Des tests rapides moins fiables, mais fréquents : un calcul statistique
Comme alternative aux tests PCR, il faudrait donc un moyen à la fois plus massif et plus rapide. Pour beaucoup d’épidémiologistes, mais aussi pour des data scientists spécialistes des statistiques, la solution apparaît du côté des tests salivaires. Comme leur nom l’indique, ils ne nécessitent rien de plus qu’un prélèvement de salive, puis ils délivrent un résultat en quelques dizaines de minutes. Ils sont, qui plus est, peu onéreux (quelques euros tout au plus).
Problème : ils ne sont pas très sensibles. Mais pour les partisans de cette stratégie, ce n’est pas un problème. Dans cette perspective, la fréquence de dépistage est plus importante que la fiabilité des tests. C’est ce que défend le data scientist Chris Said : « Certaines personnes soulignent que les tests rapides sont moins sensibles que les tests PCR standard, ce qui signifie qu’ils peuvent parfois ne pas détecter la présence du virus. Les tests rapides sont cependant très sensibles au moment où cela compte le plus, c’est-à-dire lorsque votre charge virale est suffisamment élevée pour que vous soyez contagieux. Cette caractéristique, associée à leur rapidité et à leur facilité d’utilisation, les rend idéaux pour le dépistage de routine dans le domaine de la santé publique. »

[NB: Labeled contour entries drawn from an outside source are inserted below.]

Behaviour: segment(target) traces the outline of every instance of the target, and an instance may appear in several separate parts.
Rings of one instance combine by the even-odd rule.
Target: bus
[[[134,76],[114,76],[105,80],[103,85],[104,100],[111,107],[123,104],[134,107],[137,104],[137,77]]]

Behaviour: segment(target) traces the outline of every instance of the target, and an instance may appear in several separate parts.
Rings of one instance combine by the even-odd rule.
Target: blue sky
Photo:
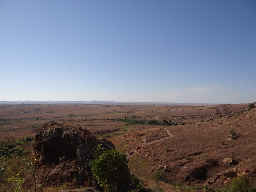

En France, la Haute Autorité de Santé n’est toutefois pas favorable à la mise en distribution de tests virologiques rapides trop peu fiables. « De nombreuses incertitudes persistent quant à leur fiabilité. Après avoir analysé toute la littérature scientifique disponible au sujet de ces tests, la HAS considère que des éléments de fiabilité importants manquent encore pour une utilisation immédiate généralisée en alternative aux tests nasopharyngés. » L’autorité sanitaire a donc donné un avis favorable envers un forfait innovation permettant de financer des études pour obtenir rapidement les données manquantes.
Le ministère de la Santé a finalement indiqué ne pas s’opposer à la généralisation de ces tests virologiques rapides, mais rester dans l’attente que, justement, les études livrent des conclusions solides sur leur fiabilité. Les tests salivaires pourraient « être demain des tests rapides, faciles », mais ils « doivent être encore validés sur le plan scientifique pour être fiabilisés », selon Olivier Véran. Il précise que « Des études sont en cours à Paris mais également en Guyane et dans d’autres endroits en France ». Il espère des résultats « dans les prochains jours ».